Безусловно, из того, что я говорю, можно вычесть мою зависимость от желания, дабы тот, кто ценил меня, сам был исполином от культуры, но Алик — действительно создатель того троянского коня, на котором искусство андеграунда под именем московский концептуализм въехал в западный мир, а уже затем из его чрева высыпала толпа художников, мобилизованных и призванных нежданной славой. Румяные пироги из печи Сидорова-Шелковского. Но последний хотя бы был назван по имени, а не находился в тени неведомого Алексеева, да и удаленность сыграла роль увеличительного стекла.
Но именно Алик покупал у нынешних гениев картины при полном отсутствии спроса, предоставляя им узкую возможность жить и писать при нищем совке, но кто такое помнит: слава скупа на благодарность, быть сиротой и вундеркиндом выгоднее, чем выходцем из многодетной семьи.
Ни разу не слышал от него упрёка, хотя он передо мной всегда хотел красоваться своей невозмутимостью и неэмоциональностью (фирменное качество нашего поколения), его слабость была в другом: он мечтал не быть человеком одного подвига, ему нужна иллюзия многостаночности, он хотел повторять достижение “А-Я” во всех сферах, ему доступных.
Его гигантомания была следствием барьера, им установленного для себя, ничто не ниже недоступного для воображения. В фотографии это, кажется, удалось, не из-за огромных размеров его пейзажей, а вследствие той задачи, которую он осуществлял, фиксируя бесчеловечную, безвременную красоту Киммерии в ситуации, когда все красивое давно принадлежит массовой культуре, и разрешено (если разрешено) только короткое прощание с покойником в виде реплики повторения. Уже на Западе я находил те оригиналы, копии которых снимал Алик в Крыму: это закат красного солнца у Мунка, это Куинджи, это то, это се.
Конечно, его гигантомания и перфекционизм были бичами, которые хлестали его жизнь до крови как стрельца-пьяницу в застенках.
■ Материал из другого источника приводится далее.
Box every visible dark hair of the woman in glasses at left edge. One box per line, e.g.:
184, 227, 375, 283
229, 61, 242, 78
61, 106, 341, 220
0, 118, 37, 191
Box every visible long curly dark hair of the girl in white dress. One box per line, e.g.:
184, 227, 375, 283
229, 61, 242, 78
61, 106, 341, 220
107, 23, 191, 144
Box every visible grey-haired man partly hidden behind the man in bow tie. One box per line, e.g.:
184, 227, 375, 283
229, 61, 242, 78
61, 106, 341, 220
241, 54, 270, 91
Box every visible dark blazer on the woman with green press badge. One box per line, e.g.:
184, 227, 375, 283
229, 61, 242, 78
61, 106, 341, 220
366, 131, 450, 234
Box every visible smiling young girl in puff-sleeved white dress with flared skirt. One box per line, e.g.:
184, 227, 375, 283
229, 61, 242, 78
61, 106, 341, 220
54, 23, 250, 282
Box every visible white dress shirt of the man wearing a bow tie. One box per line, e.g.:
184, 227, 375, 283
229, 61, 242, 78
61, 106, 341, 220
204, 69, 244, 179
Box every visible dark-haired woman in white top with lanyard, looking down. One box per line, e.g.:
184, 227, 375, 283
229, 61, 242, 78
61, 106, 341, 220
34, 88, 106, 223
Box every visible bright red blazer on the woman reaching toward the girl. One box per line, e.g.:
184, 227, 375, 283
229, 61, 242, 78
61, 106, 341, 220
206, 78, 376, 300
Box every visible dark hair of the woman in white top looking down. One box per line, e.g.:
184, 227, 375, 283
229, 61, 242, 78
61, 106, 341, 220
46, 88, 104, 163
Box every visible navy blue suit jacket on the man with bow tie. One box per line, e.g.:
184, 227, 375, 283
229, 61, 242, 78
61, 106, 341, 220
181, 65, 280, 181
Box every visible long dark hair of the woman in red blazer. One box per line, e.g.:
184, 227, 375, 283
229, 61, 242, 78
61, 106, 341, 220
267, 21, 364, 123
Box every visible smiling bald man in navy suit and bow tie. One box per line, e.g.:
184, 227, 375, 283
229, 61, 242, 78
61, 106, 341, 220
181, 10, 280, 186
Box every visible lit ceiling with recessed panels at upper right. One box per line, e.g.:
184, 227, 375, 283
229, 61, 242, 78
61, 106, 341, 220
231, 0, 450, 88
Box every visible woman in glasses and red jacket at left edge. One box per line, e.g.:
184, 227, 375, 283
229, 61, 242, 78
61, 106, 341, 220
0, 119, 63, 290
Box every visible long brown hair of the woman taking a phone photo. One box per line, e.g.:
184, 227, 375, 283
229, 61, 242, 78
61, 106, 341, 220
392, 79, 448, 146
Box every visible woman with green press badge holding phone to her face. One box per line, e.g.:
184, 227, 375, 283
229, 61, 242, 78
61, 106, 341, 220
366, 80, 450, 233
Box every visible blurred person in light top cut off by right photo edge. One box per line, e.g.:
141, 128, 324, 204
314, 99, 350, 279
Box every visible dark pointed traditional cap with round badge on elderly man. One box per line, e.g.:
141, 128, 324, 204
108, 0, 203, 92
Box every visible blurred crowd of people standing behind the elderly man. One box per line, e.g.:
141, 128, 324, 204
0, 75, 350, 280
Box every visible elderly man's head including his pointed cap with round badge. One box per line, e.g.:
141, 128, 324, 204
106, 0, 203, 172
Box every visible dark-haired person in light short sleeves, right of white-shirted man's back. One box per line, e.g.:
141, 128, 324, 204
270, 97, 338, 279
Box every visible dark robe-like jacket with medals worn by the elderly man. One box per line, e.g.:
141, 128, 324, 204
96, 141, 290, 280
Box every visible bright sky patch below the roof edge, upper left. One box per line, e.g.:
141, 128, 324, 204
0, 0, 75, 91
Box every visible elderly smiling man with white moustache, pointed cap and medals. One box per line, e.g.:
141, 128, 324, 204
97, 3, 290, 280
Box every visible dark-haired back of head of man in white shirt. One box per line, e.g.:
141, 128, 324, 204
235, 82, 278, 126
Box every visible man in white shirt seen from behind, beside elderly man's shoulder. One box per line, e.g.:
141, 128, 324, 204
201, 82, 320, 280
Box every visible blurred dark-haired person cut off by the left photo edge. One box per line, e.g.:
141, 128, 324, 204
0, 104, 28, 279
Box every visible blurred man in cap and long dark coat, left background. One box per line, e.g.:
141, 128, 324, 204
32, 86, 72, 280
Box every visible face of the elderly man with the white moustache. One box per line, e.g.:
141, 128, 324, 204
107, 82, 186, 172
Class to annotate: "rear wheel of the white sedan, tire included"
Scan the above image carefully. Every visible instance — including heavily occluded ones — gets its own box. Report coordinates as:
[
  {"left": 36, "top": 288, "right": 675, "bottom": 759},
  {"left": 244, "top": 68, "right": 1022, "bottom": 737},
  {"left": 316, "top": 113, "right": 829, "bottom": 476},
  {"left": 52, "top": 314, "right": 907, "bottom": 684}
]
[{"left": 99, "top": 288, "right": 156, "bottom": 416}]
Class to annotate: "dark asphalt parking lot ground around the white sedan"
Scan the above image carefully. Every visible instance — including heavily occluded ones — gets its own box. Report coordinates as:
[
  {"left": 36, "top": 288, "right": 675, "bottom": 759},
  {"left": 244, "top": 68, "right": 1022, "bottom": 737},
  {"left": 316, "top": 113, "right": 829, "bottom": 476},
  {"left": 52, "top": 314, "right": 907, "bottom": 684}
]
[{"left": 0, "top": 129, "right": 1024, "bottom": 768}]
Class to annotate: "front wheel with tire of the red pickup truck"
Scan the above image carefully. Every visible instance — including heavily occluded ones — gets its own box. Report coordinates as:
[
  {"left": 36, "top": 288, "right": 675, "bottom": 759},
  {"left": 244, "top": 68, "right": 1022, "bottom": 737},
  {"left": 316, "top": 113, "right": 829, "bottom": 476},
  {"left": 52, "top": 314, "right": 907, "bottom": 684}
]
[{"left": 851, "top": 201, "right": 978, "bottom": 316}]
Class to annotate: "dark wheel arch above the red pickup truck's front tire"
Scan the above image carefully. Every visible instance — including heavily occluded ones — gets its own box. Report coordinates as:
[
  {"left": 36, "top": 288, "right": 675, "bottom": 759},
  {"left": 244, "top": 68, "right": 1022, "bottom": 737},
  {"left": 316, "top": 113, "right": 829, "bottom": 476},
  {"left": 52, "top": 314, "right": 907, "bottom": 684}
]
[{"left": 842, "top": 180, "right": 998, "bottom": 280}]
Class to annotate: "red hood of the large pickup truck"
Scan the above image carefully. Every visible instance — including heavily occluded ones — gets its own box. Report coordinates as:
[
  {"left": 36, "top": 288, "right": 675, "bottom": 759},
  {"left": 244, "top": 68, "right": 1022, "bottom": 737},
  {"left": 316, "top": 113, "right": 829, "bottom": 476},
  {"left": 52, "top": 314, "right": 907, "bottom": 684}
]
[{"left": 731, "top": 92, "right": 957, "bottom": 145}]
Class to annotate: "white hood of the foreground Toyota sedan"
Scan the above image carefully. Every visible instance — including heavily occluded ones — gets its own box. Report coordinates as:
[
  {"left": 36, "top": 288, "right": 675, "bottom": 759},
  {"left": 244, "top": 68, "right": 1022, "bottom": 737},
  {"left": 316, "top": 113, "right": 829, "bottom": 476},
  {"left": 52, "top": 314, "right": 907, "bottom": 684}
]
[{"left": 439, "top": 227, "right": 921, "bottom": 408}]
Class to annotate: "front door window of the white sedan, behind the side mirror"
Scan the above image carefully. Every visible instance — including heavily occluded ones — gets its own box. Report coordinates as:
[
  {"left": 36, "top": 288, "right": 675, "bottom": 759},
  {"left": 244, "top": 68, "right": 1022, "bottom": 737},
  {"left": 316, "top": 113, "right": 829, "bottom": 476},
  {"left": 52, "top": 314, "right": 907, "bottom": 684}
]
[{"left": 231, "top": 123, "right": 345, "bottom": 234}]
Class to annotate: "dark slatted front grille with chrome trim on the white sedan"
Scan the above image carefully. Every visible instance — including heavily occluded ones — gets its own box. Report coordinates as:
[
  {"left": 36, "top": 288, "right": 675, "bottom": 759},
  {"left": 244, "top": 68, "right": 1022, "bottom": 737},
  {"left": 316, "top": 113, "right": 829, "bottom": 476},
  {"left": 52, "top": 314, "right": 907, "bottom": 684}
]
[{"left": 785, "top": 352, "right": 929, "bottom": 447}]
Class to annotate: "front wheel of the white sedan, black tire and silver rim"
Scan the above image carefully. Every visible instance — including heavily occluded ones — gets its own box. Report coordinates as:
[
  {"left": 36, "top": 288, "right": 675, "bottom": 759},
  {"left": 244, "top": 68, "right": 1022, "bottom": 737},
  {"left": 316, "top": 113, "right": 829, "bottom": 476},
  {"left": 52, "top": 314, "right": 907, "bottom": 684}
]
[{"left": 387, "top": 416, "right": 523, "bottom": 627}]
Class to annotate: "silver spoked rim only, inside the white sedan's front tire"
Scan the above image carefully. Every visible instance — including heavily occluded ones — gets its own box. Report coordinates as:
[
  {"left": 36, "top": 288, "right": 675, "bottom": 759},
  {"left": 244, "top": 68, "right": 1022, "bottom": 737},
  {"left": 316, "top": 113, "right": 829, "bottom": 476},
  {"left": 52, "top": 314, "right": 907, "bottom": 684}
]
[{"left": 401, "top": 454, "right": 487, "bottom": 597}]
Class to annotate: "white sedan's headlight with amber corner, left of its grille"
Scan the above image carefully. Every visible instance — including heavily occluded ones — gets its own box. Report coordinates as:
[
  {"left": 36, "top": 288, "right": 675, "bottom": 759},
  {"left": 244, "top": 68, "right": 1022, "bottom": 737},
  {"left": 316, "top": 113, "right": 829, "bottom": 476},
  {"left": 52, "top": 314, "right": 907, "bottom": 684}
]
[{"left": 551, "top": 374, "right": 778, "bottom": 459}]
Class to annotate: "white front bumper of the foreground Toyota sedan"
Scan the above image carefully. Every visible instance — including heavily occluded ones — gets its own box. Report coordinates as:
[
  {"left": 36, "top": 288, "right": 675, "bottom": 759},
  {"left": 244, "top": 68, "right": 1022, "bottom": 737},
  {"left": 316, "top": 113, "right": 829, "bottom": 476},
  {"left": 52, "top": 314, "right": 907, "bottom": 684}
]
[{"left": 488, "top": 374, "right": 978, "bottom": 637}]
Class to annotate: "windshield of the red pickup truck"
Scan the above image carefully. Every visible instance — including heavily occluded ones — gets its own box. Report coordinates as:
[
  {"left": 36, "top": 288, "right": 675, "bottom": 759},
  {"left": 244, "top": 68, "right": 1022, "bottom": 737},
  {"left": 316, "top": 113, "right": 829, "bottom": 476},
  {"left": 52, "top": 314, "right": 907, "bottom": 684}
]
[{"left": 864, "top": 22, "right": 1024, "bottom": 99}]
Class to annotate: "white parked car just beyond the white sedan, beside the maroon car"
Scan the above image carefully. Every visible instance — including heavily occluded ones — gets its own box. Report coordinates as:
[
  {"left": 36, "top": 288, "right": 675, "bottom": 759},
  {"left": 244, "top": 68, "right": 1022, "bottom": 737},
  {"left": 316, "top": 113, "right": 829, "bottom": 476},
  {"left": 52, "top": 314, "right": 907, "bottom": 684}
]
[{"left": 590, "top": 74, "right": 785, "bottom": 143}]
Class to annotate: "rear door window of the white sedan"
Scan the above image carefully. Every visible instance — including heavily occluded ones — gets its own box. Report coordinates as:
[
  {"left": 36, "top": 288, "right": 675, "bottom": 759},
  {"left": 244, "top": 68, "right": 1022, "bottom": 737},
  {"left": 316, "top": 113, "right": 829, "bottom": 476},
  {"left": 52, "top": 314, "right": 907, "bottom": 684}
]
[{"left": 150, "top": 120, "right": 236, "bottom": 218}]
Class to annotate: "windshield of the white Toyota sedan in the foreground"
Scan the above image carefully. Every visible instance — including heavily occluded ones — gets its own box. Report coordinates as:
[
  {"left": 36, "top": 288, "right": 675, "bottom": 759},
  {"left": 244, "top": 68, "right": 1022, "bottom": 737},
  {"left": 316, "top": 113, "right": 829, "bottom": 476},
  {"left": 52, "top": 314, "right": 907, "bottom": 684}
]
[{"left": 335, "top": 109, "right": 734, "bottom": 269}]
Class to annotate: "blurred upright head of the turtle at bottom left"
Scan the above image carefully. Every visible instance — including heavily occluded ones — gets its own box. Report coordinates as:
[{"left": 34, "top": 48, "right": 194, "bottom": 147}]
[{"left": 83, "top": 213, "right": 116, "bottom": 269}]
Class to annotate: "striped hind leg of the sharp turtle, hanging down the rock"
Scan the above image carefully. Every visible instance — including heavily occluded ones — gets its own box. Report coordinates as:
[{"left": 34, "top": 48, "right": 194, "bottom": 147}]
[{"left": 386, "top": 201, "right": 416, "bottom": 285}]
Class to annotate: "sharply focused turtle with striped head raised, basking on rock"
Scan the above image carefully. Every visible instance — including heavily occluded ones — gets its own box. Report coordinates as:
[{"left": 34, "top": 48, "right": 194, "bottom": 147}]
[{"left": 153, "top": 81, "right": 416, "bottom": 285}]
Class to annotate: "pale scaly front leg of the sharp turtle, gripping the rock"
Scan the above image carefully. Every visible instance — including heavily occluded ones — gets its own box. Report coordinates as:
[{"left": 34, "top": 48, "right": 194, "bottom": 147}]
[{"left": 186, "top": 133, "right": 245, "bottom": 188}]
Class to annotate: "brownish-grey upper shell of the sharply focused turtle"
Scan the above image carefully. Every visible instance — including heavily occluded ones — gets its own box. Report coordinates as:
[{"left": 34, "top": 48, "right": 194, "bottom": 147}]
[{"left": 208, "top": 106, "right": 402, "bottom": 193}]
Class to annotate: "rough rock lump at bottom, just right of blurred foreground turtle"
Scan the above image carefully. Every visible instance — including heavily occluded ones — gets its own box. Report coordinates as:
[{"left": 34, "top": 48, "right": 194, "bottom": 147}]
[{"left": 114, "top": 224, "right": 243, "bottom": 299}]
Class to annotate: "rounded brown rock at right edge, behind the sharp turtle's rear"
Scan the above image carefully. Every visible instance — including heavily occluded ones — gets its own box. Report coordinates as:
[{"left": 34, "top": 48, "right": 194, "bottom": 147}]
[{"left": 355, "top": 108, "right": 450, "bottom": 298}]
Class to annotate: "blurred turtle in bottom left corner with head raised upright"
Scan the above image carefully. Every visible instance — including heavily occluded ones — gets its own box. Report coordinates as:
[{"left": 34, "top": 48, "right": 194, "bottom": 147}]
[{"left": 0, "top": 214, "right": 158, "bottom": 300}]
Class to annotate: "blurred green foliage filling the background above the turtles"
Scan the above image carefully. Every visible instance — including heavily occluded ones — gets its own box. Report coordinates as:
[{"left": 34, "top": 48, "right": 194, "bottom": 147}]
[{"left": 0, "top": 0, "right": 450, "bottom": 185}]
И наказанием, в том числе через близких: через Аню, которую он хотел уберечь от дурной советской школы, а уберёг от жизни. Через Лиду, которая будучи окружена маревом и декорациями гигантских замыслов, незаметно превратилась в непризнанную дочь царя и тайную принцессу. Не ставь перед собой высоких барьеров, другим их преодолеть еще труднее.
Как получилось, что человек, которого КГБ трепало как тузик грелку (счет одних обысков шел на десятки, а последний разоблачительный фильм вышел уже просто накануне августовского путча, не могли конторские больше хранить ненависть), станет под конец столь толерантен к чекисту на троне? Возможно, это была перверсия, перекодирование реальности в духе поиска виноватых: время обошлось с ним несправедливо (а к кому оно справедливо), а так как время было либеральным, размежевание вышло прихотливым.
Его последние годы, когда вроде как пошли выставки, было для меня омрачено политической разноголосицей, но он-то был выше этого, ему в голову не приходило суммировать дружеское неравнодушие с политическим подтекстом, а я суммировал, соединяя плюс с минусом, в результате только теряя.
И сегодня, смотря в сторону черного океана, туда, где прошлое, пивные ларьки, грязный снег возле парадной, концерт Курехина в Д/К Ленсовета, после которого Алик, попивая херес на квартире Кривулина на Петроградке, сказал: я сниму патриарха с пробега (что-то тогдашний патриарх не то сделал или сказал), ему еще влетит по пизде мешалкой, где пропадающая в тумане родина и обмылки воспоминаний и людей, мне не хватает именно его голоса с небрежной хрипотцой и ленивой растянутостью в московском интонировании: аа-лло? Михал Юрич, меня только кагэбэшники и вы с Димой называете по отчеству, я всегда вздрагиваю, а-а? Лида готовит сегодня медвежатину, кстати, из того самого олимпийского мишки, приезжайте, я расскажу вам историю.